Search code examples
orientdborientdb2.2

Poor performance on high volume data sets


I am having poor performance on queries on classes that have a high record count. I am running some pretty straight forward queries but the performance is unusable. I really like orientdb and this is my 5th development project with odb as a backend. However, this particular project is forcing me to look for alternatives.

Please see below for detailed explanation.

We have a Parent class which does not grow much, the entire dataset has roughly 900 records.

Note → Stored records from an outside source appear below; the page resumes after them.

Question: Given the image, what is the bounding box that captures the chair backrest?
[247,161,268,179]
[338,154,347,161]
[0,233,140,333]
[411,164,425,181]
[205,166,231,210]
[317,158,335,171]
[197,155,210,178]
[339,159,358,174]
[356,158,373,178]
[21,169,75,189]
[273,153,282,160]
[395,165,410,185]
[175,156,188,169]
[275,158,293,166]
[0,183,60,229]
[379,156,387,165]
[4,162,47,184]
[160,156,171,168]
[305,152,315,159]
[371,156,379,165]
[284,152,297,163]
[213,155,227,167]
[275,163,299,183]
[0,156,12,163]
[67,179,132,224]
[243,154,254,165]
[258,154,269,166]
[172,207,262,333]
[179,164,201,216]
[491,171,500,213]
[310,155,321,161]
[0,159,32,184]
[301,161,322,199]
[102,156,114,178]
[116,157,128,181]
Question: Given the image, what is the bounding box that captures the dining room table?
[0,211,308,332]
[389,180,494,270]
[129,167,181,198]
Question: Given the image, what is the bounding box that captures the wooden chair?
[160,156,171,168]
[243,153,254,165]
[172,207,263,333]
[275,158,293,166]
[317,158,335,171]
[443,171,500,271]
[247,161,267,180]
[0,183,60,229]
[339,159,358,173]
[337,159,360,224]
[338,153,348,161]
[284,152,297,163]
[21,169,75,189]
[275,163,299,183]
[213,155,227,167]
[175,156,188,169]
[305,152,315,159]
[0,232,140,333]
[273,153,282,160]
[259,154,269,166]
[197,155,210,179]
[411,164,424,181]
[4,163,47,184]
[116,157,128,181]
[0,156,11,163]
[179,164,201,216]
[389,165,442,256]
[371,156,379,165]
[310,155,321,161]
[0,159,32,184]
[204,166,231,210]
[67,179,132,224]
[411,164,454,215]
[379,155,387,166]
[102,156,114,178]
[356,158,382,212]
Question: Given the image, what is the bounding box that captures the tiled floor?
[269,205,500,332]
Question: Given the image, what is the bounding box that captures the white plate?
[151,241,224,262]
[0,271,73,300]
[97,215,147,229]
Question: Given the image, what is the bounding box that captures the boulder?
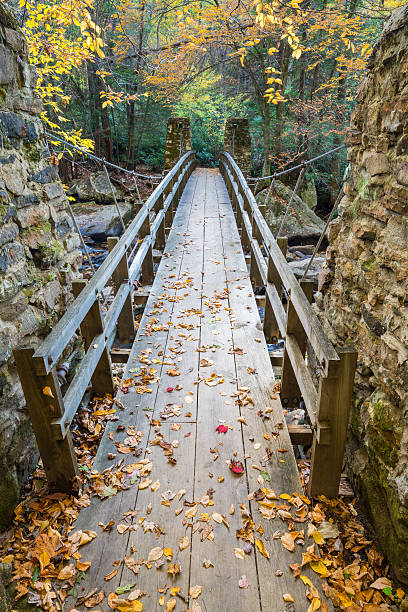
[71,200,132,242]
[69,171,119,203]
[256,180,324,242]
[288,255,326,285]
[299,178,317,210]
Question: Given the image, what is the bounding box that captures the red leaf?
[230,459,244,475]
[216,425,228,434]
[166,387,174,392]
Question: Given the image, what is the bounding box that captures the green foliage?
[174,72,249,165]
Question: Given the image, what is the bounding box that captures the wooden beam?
[107,238,135,344]
[288,424,313,446]
[110,348,131,363]
[280,280,314,409]
[14,348,78,491]
[308,348,357,498]
[72,279,115,397]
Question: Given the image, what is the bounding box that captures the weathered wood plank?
[216,173,323,610]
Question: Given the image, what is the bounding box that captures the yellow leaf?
[42,386,54,398]
[312,531,325,546]
[307,598,321,612]
[310,560,329,577]
[164,547,173,558]
[300,574,312,586]
[165,599,176,612]
[234,548,245,560]
[117,601,143,612]
[159,596,165,606]
[283,594,295,602]
[255,539,270,559]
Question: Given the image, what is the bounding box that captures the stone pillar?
[315,3,408,585]
[0,5,81,528]
[164,117,192,170]
[223,117,251,175]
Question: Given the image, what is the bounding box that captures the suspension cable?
[251,144,346,182]
[45,131,164,180]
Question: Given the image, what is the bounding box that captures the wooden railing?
[220,152,357,497]
[14,151,196,492]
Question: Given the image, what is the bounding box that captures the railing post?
[135,203,154,284]
[280,279,314,408]
[263,237,287,342]
[250,215,263,288]
[13,348,78,491]
[156,192,166,250]
[72,280,115,393]
[308,348,357,497]
[106,240,136,345]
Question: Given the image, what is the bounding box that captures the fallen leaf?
[216,425,228,434]
[255,539,269,559]
[179,536,189,551]
[166,598,176,611]
[370,577,392,590]
[229,459,244,475]
[42,386,54,398]
[189,585,202,599]
[283,593,294,603]
[147,547,163,562]
[105,568,119,581]
[84,590,105,608]
[238,575,249,589]
[281,532,295,552]
[234,548,245,560]
[212,512,223,524]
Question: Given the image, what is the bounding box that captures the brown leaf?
[84,590,105,608]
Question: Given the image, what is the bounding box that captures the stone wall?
[223,117,251,175]
[164,117,192,170]
[0,5,81,528]
[315,4,408,584]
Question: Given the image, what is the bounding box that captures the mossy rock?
[358,465,408,584]
[0,472,19,530]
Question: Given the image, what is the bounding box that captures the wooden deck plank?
[66,168,331,612]
[189,187,261,610]
[216,174,333,610]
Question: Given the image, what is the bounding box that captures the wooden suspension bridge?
[14,150,357,611]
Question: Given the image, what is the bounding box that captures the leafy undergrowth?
[0,392,123,609]
[296,460,406,610]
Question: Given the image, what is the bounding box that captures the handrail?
[220,152,338,370]
[32,151,195,376]
[14,151,196,492]
[220,151,357,498]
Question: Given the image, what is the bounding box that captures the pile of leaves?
[0,393,121,609]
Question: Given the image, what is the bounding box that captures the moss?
[22,287,34,298]
[0,86,7,104]
[22,143,41,164]
[361,257,377,272]
[0,473,19,530]
[356,174,370,199]
[366,424,400,467]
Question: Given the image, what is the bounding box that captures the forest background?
[13,0,406,206]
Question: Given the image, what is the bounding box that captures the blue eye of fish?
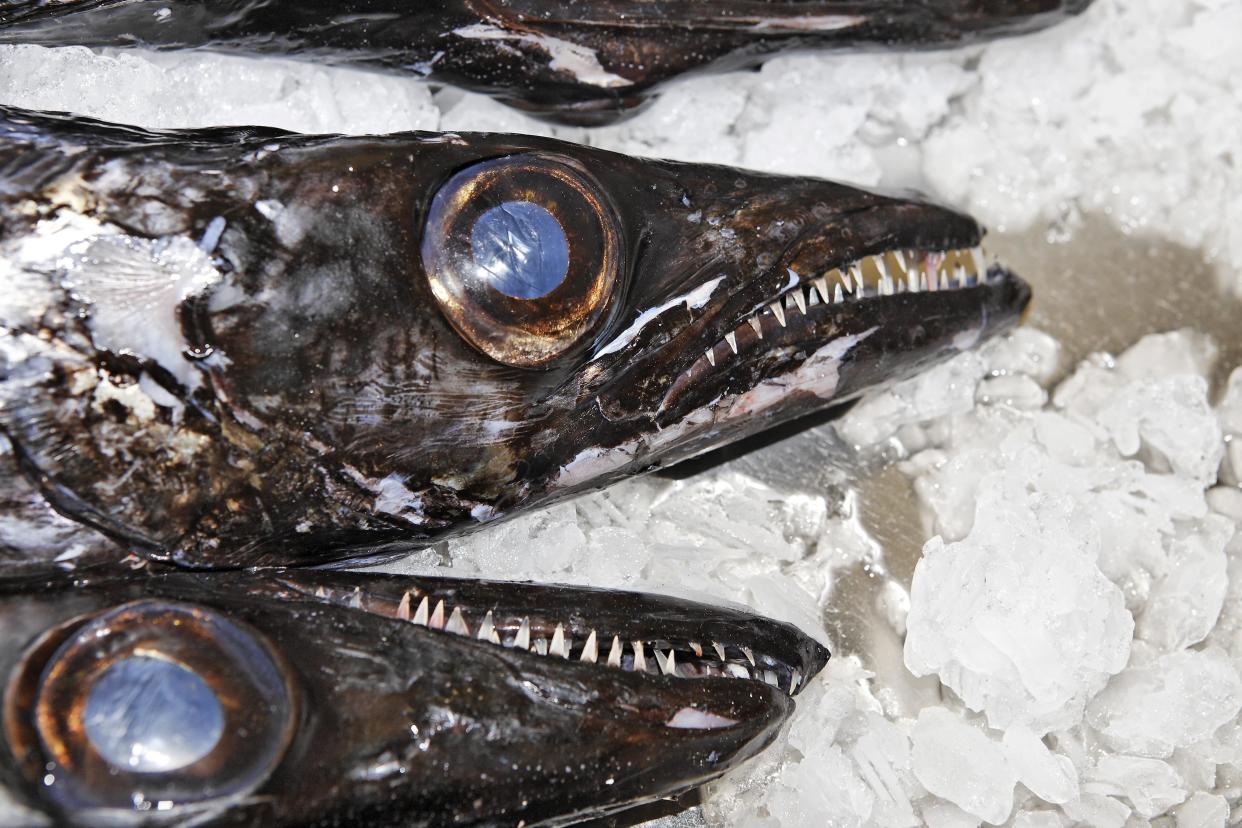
[83,655,224,773]
[470,201,570,300]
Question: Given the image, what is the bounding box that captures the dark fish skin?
[0,568,828,826]
[0,106,1030,572]
[0,0,1095,124]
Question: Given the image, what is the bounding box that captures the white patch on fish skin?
[372,473,428,518]
[0,212,102,329]
[60,230,222,390]
[452,23,633,89]
[747,14,865,32]
[92,375,157,422]
[666,707,739,730]
[953,327,983,350]
[593,276,726,361]
[555,330,875,489]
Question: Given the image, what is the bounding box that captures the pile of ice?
[2,0,1239,289]
[766,326,1242,828]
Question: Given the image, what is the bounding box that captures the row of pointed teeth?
[324,586,802,694]
[702,245,991,367]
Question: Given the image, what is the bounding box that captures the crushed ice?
[2,0,1241,825]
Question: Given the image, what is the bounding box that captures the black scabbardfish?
[0,106,1029,571]
[0,0,1094,123]
[0,568,828,826]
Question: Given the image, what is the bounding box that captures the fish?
[0,567,828,826]
[0,0,1095,124]
[0,105,1030,571]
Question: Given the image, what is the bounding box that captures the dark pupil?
[470,201,570,300]
[83,655,224,773]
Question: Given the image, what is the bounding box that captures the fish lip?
[272,570,829,706]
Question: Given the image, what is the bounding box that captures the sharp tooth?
[919,270,929,292]
[477,610,495,641]
[690,641,703,658]
[413,596,430,626]
[790,669,802,693]
[446,607,469,636]
[874,256,889,280]
[850,264,865,292]
[970,247,986,277]
[632,641,648,672]
[880,274,894,296]
[813,277,830,303]
[747,315,763,339]
[938,271,949,291]
[490,629,501,644]
[768,302,786,327]
[741,646,756,666]
[791,288,807,314]
[712,642,727,661]
[314,586,328,598]
[725,662,751,679]
[607,635,623,668]
[834,284,844,303]
[514,617,531,650]
[806,286,819,307]
[430,600,446,629]
[893,250,908,273]
[906,275,917,293]
[397,591,413,621]
[533,638,548,655]
[724,331,738,354]
[581,630,599,663]
[705,348,716,367]
[551,623,568,658]
[348,587,363,609]
[763,670,778,686]
[655,649,677,676]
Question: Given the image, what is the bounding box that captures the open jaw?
[0,569,828,826]
[562,231,1029,491]
[293,570,825,697]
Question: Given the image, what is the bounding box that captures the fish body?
[0,107,1029,571]
[0,0,1094,123]
[0,568,828,825]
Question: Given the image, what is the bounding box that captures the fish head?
[0,570,827,825]
[0,108,1027,568]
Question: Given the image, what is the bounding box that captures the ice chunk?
[1114,330,1218,382]
[1086,648,1242,757]
[0,45,439,134]
[1001,726,1079,804]
[1175,792,1229,828]
[1136,515,1233,651]
[1059,793,1131,828]
[835,352,987,448]
[1086,754,1187,817]
[905,487,1133,734]
[910,708,1015,825]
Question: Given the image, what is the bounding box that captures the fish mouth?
[585,201,1029,467]
[281,570,827,703]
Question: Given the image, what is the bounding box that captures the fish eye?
[421,154,624,368]
[4,601,296,813]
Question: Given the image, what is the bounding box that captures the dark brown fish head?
[0,569,828,826]
[0,0,1095,123]
[0,107,1027,570]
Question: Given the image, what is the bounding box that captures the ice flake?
[910,708,1015,825]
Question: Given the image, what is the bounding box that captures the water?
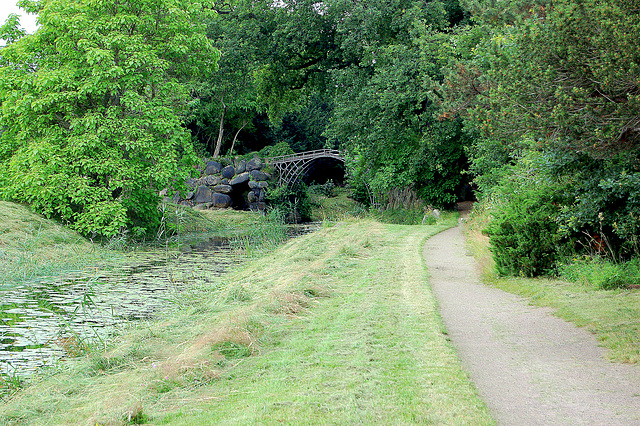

However, the Child class, grows at a rate of 100k records over 15 minutes. It's generating millions of records on a daily basis.

Records are inserted to the child class as an update/add of the parent.

create class Parent extends V create class Child

Parent data model

    {
        "id": string,
        "name": string,
        "rank": integer,
        "price_usd": float,
        "price_cny": float,
        "volume_24h_usd": float
        "market_cap_usd": float,
        "available_supply": integer,
        "total_supply": integer,
        "last_updated": datetime,
        "MarketName": string,
        "Exchange": string,
        "last_refresh": datetime
    }

Child data model

{
        "MarketName": string,
        "High": float,
        "Low": float,
        "Volume": float,
        "Last": float,
        "Bid": float,
        "Ask": float,
        "BaseVolume": float,
        "TimeStamp": datetime
    }

Parent Data Sample

    {
        "@type": "d",
        "@rid": "#506:403225",
        "@version": 1,
        "@class": "Parent",
        "MarketName": "USD-CNY",
        "High": 0.00026815,
        "Low": 0.00023002,
        "Volume": 17005.93615271,
        "Last": 0.00026103,
        "Bid": 0.00026104,
        "Ask": 0.000265,
        "BaseVolume": 4.15293493,
        "TimeStamp": "2017-07-15T18:28:11.857",
        "@fieldTypes": "High=d,Low=d,Volume=d,Last=d,Bid=d,Ask=d,BaseVolume=d"
    }

Child record insert

Update Parent add Child = [
    {  
       "@type":"d",
       "@class":"Child",
       "MarketName":"USD-CNY",
       "High":0.000083,
       "Low":0.00006815,
       "Volume":18688741.88795826,
       "Last":0.00006857,
       "Bid":0.00006857,
       "Ask":0.00006889,
       "BaseVolume":1412.08213181,
       "TimeStamp":"2017-07-19T17:12:59.44"
    }
] where MarketName = "USD-CNY"

Poor performance on following query

    select 
        MarketName, 
        Last, 
        Bid, 
        Ask, 
        High, 
        Low, 
        BaseVolume, 
        TimeStamp, 
        TimeStamp.asDateTime().format('yyyy-MM-dd') as date, 
        TimeStamp.asDateTime().format('hh:mm:ss') as time, 
        if(eval('TimeStamp.asDateTime().format("hh") between 0 and 11'),'PM','AM') as hour12 
    from Child where MarketName = "USD-CNY" order by TimeStamp desc

Additional information.

In the Child class, we have roughly 9 million records WHERE MarketName = "USD-CNY"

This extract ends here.